Although their humor may not be for everyone (it’s often irreverent), it’s a lot of fun to watch these two close friends, called Chaimie and Leizer in the series, joking, bickering and ridiculing each other, whether they’re speeding to make it home before shabbos, smoking weed in the sukkah, or ending up in a local hospital due to Chaimie’s reckless night of unprotected sex.

Now Batalion and Elman will be performing a full hour of their unique kibitzing in a show that viewers can watch at home. The event, called “Pandemish”, will be available for online viewing from January 27-31. To reserve tickets, click here.

So where did the two comics pick up their Yiddish?
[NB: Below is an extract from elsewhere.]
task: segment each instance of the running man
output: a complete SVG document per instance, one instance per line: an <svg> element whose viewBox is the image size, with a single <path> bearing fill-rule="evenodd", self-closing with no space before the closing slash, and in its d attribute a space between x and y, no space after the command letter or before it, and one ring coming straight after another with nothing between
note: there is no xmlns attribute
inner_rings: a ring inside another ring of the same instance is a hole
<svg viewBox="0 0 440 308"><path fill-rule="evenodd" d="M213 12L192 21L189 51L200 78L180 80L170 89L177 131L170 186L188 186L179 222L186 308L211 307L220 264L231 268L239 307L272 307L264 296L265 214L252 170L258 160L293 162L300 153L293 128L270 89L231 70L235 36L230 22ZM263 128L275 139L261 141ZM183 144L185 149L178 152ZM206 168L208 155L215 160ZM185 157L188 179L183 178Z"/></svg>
First of all, they were both raised in Montreal, a city known for its thriving Yiddish cultural activity. In fact, for the first half of the twentieth century, Yiddish was the third most spoken language in the city. Batalion heard Yiddish at home from his Warsaw-born grandparents and attended the Jewish People’s School and the Peretz elementary schools which both taught Yiddish.

Elman, who went to Solomon Schechter for elementary school, didn’t learn Yiddish till he started Bialik High School where it was a required course. Batalion attended Bialik too. It was there that they met and in 2014 they launched their unique Yiddish comedy show.

Knowing how hard it must be to write a script almost entirely in Yiddish, I couldn’t help asking them which dictionary they used. “The Rivka Augenfeld Online Dictionary,” Elman joked.

Ms. Augenfeld is an active member of the Montreal Jewish community and a native Yiddish speaker.